Out loud, I said, “I would be happy to assist you in this matter. I have a modicum of experience with such, and I’m sure I can find the root cause of your troubles to your satisfaction. To do so, I will need a list of the affected properties, the name of your agent who deals with them, and letters of introduction to ensure I get his and the tenants’ cooperation. I will get started right away.”
Aemilia coughed lightly, and Valerius Flaccus shifted in his chair. “Oh, do go on,” said Cornelia. “We discussed this, and you know I have given my consent.”
“It seems…,” he began. “It seems cousin Aemilia has some reservations regarding her recommendation of you.” I glanced at her, and she flashed me the sweetest smile — which I trusted not at all.
“The last time you worked together,” Flaccus continued, “there was some business of hoodwinking the governor of the Kebric Isles. Now, I understand there was an issue with national security,” he added hastily, “and that you never betrayed your employer’s trust. However, Aemilia has had very fine education in her youth, and…”
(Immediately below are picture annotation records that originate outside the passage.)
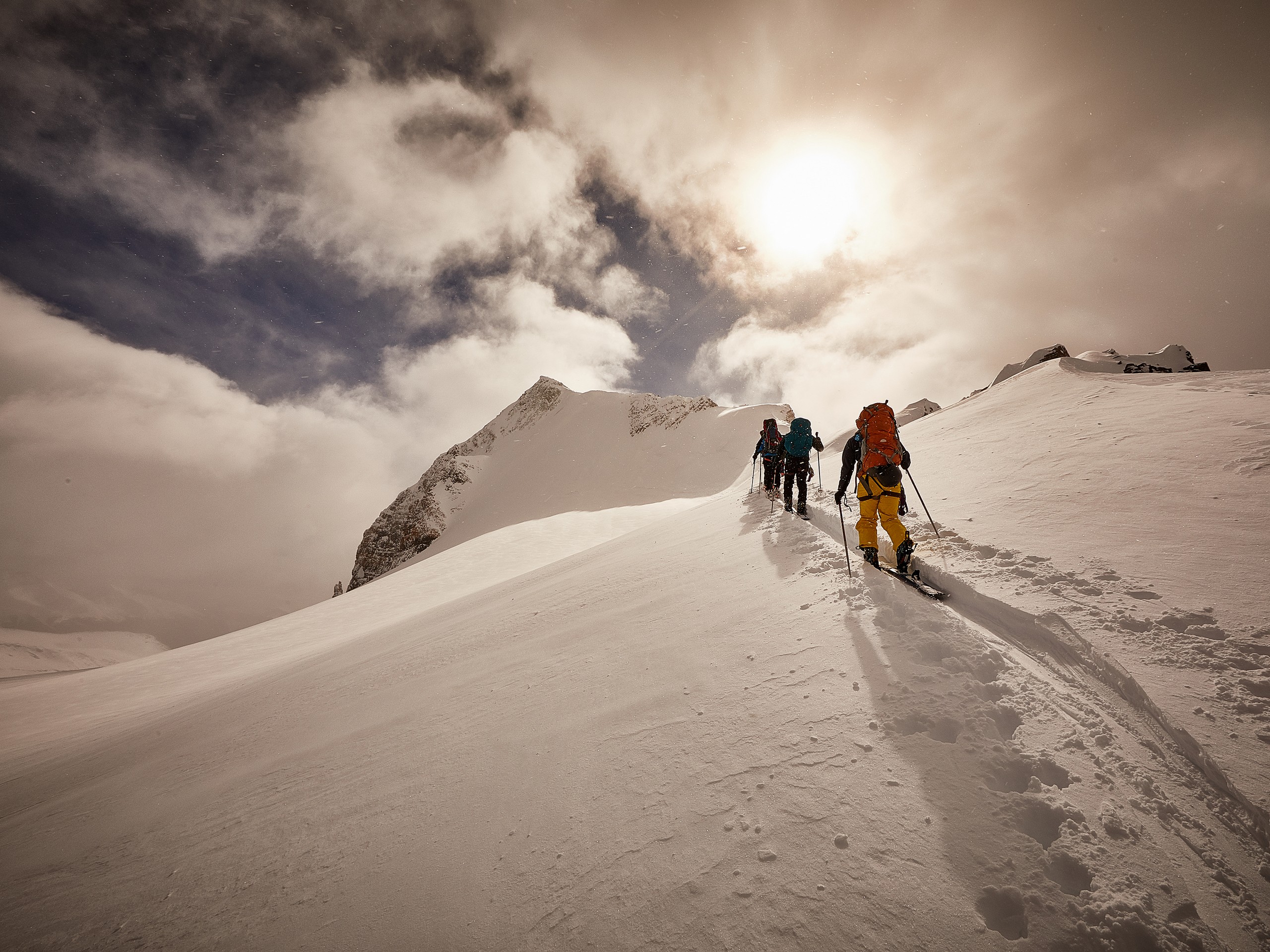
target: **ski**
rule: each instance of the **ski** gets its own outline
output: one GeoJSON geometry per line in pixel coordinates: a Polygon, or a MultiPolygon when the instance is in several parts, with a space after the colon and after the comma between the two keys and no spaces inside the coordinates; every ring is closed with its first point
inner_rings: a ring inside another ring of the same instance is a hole
{"type": "MultiPolygon", "coordinates": [[[[872,562],[867,562],[867,565],[872,565],[872,562]]],[[[945,598],[949,597],[947,592],[944,592],[942,589],[937,589],[933,585],[928,585],[925,581],[922,581],[919,570],[917,569],[913,570],[912,575],[904,575],[904,572],[902,572],[899,569],[892,569],[889,565],[875,565],[874,567],[878,569],[879,571],[886,572],[893,579],[899,579],[906,585],[911,585],[927,598],[933,598],[936,602],[942,602],[945,598]]]]}

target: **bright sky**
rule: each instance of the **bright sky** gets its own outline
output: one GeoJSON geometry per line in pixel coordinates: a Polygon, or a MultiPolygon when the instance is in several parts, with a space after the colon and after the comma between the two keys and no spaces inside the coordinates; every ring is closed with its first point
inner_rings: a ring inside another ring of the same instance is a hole
{"type": "Polygon", "coordinates": [[[0,13],[0,625],[311,603],[540,374],[1270,363],[1264,4],[137,9],[0,13]]]}

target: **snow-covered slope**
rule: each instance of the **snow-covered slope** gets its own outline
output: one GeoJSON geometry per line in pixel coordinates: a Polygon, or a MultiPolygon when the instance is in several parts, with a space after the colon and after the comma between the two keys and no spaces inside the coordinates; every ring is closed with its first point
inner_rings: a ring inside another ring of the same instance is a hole
{"type": "Polygon", "coordinates": [[[1265,372],[1054,360],[906,425],[944,604],[848,575],[829,494],[810,523],[748,494],[747,423],[721,491],[668,501],[668,480],[632,506],[673,515],[584,551],[517,562],[592,518],[540,513],[254,628],[18,684],[0,934],[1265,948],[1265,602],[1205,566],[1270,528],[1267,395],[1265,372]]]}
{"type": "Polygon", "coordinates": [[[720,410],[707,397],[575,393],[542,377],[380,514],[349,589],[517,522],[707,496],[732,481],[765,413],[792,418],[784,405],[720,410]]]}
{"type": "Polygon", "coordinates": [[[166,650],[152,635],[131,631],[55,635],[0,628],[0,679],[102,668],[166,650]]]}
{"type": "Polygon", "coordinates": [[[955,533],[927,561],[1060,613],[1270,810],[1270,372],[1107,376],[1063,358],[904,444],[955,533]]]}

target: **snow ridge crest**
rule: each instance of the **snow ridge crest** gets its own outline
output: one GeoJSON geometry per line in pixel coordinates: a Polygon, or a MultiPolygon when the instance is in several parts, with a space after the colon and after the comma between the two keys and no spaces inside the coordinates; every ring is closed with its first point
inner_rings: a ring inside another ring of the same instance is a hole
{"type": "Polygon", "coordinates": [[[630,406],[631,435],[638,437],[650,426],[673,430],[692,414],[718,406],[719,404],[710,397],[659,397],[655,393],[636,393],[631,397],[630,406]]]}

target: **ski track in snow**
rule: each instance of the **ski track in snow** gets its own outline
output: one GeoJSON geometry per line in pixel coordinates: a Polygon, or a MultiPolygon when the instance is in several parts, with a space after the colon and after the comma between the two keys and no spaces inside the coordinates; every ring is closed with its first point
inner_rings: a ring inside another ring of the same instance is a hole
{"type": "MultiPolygon", "coordinates": [[[[906,428],[918,463],[919,428],[969,411],[906,428]]],[[[1110,546],[1093,565],[978,523],[936,541],[919,506],[918,561],[952,598],[857,552],[848,578],[832,496],[812,490],[810,522],[772,512],[748,468],[479,590],[464,560],[514,533],[0,693],[0,930],[15,948],[1270,947],[1264,759],[1213,746],[1264,724],[1266,655],[1233,609],[1110,546]]]]}

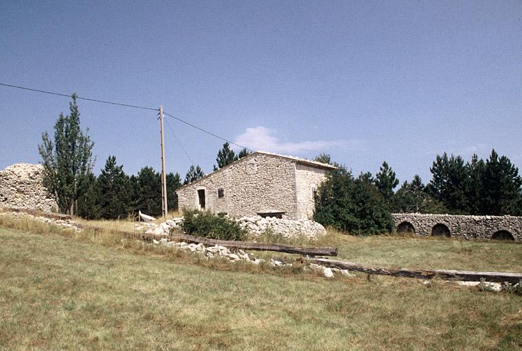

“And she would be verifying my reports?” I said. “Don’t worry, I am sure —”
“Not quite,” Flaccus cut me off. “She’ll be accompanying you during your investigations.”
I was dumbstruck. Aemilia was still smiling sweetly, although there was a mischievous twinkle in her eyes. The corner of Cornelia’s lips turned up, and she could barely contain her giggles.
As soon as I found my tongue, I protested. “This is most unusual, not to mention quite risky! I will not be able to speak freely to informants, my work often starts at dawn and carries through the night, I may have to chase leads to very unseemly places — even downright unwholesome one — and we all know that danger and violence can spring at any moment. We’ve seen it with Caeso’s death. I mean, Aemilia was kidnapped and almost sacrificed! And what about prospective husbands? Should word of this leak, the young lady will never be able to find a suitable match.”